Stroma in breast development and disease

Abstract

It is increasingly apparent that normal and malignant breast tissues require complex local and systemic stromal interactions for development and progression. During development, mammary cell fate specification and differentiation require highly regulated contextual signals derived from the stroma. Likewise, during breast carcinoma development, the tissue stroma can provide tumor suppressing and tumor-promoting environments that serve to regulate neoplastic growth of the epithelium. This review focuses on the role of the stroma as a mediator of normal mammary development, as well as a critical regulator of malignant conversion and progression in breast cancer. Recognition of the important role of the stroma during the progression of breast cancers leads to the possibility of new targets for treatment of the initial breast cancer lesion as well as prevention of recurrence.
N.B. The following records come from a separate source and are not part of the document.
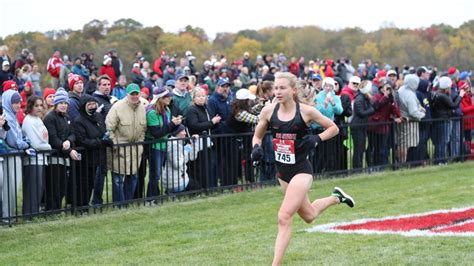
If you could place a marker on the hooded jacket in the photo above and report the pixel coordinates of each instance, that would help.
(74, 103)
(410, 107)
(89, 131)
(14, 137)
(423, 94)
(182, 100)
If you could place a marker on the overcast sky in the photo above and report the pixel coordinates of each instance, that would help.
(232, 15)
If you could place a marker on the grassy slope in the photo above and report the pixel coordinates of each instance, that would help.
(240, 228)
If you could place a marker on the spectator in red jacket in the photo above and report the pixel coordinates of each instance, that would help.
(294, 66)
(108, 69)
(467, 108)
(54, 68)
(379, 128)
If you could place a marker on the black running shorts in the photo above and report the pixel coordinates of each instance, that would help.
(286, 172)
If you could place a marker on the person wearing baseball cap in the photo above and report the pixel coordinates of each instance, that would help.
(76, 85)
(5, 72)
(181, 97)
(10, 85)
(126, 123)
(442, 107)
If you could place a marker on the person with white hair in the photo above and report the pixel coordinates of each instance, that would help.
(442, 110)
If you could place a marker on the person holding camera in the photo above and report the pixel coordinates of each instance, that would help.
(12, 167)
(89, 129)
(34, 165)
(378, 130)
(160, 123)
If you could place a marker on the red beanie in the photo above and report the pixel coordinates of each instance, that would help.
(463, 84)
(451, 70)
(47, 92)
(29, 84)
(72, 79)
(9, 84)
(146, 91)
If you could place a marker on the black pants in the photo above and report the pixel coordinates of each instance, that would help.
(84, 183)
(33, 182)
(358, 135)
(55, 186)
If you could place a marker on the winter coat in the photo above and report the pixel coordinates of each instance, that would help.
(89, 131)
(362, 109)
(385, 108)
(74, 103)
(330, 110)
(409, 105)
(127, 123)
(119, 92)
(158, 128)
(137, 78)
(442, 106)
(14, 137)
(198, 120)
(218, 105)
(181, 100)
(33, 128)
(109, 71)
(103, 100)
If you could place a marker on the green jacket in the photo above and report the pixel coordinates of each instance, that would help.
(157, 129)
(181, 101)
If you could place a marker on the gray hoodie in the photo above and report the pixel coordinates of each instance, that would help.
(410, 107)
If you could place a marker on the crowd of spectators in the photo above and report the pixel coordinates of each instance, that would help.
(93, 119)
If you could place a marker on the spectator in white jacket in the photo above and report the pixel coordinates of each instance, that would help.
(412, 112)
(35, 162)
(175, 176)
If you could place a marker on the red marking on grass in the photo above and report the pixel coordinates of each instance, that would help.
(465, 227)
(454, 222)
(423, 222)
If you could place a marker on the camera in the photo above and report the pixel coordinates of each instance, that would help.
(5, 127)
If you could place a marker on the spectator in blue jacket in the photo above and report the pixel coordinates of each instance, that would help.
(119, 91)
(12, 168)
(76, 84)
(219, 104)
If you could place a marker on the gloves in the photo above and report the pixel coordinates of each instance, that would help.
(257, 153)
(107, 142)
(30, 152)
(310, 141)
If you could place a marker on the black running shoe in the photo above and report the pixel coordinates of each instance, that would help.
(343, 197)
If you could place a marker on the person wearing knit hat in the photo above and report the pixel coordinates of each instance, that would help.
(467, 108)
(61, 96)
(76, 86)
(12, 178)
(73, 79)
(253, 89)
(27, 92)
(363, 109)
(9, 84)
(442, 107)
(145, 93)
(453, 73)
(48, 96)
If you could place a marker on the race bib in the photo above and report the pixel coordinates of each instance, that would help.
(284, 150)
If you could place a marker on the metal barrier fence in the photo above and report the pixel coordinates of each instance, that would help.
(150, 172)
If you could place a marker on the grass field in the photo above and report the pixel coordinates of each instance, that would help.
(240, 228)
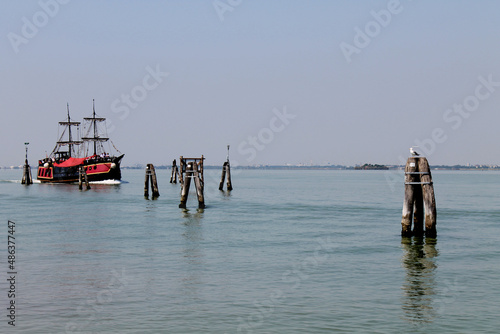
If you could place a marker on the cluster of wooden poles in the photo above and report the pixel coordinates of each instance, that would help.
(189, 169)
(419, 199)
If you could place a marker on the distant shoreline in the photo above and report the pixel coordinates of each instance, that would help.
(316, 167)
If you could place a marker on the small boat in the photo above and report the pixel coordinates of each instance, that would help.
(70, 154)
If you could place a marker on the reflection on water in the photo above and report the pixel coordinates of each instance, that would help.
(419, 286)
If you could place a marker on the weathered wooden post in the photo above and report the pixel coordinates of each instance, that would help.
(186, 184)
(408, 204)
(27, 179)
(223, 177)
(429, 198)
(226, 171)
(193, 169)
(82, 178)
(151, 178)
(419, 199)
(175, 171)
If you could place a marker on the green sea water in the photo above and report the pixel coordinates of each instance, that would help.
(310, 251)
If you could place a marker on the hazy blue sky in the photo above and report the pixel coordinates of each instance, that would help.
(340, 82)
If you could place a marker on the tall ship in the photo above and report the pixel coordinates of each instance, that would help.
(72, 152)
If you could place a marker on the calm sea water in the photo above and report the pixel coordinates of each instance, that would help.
(284, 252)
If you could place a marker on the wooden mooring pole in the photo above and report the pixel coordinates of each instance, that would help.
(419, 199)
(191, 168)
(226, 171)
(82, 178)
(175, 171)
(151, 178)
(27, 179)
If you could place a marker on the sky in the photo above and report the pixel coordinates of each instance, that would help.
(282, 82)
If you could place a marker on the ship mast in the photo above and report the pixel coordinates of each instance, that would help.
(70, 142)
(93, 125)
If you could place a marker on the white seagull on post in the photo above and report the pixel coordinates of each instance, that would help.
(413, 152)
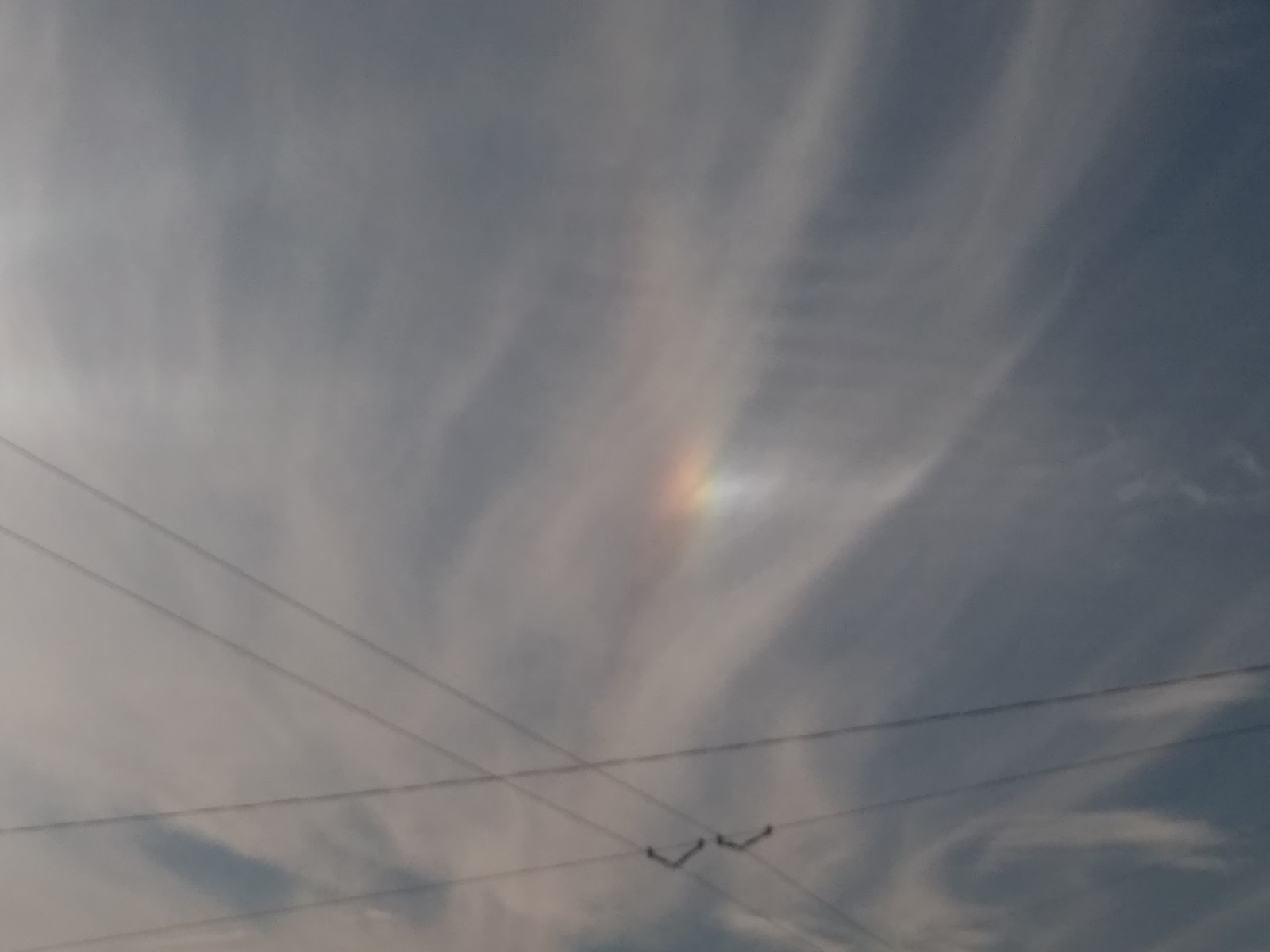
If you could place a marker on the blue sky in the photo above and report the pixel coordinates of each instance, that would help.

Figure 1. Stromal cells and the tumor microenvironment in the HIM model

(A) GFP-whole mount and H&E stains of humanized glands injected with GFP-lentivirus infected HMECs (top panel) or GFP + oncogene-lentivirus infected HMECs (bottom panel). Fibroblasts are present sparsely within the humanized area embedding the normal epithelial outgrowths (top panel) and as a dense stromal reaction surrounding tumor outgrowths. (B) GFP-labeled human immortalized fibroblasts used for humanizing the cleared mammary fat pads are present at 2 weeks post-humanizing (left) but are replaced by a strong recruitment of mouse-derived stromal cells (Right). Fluorescence in-situ hybridization for mouse Cot1 DNA (red) indicates that recruited stromal cells (S) are of mouse origin. Human tumor cells (T) are identified by staining for DAPI alone (blue). (C) (Left) Recruited stromal cells (S) include αSMA-positive (green) myofibroblast-like cells and F4/80-positive (red) macrophages. Human tumor cells (T) are labeled with DAPI alone (blue). (Right) Human tumor cells stained with human-specific Vimentin antibody (red).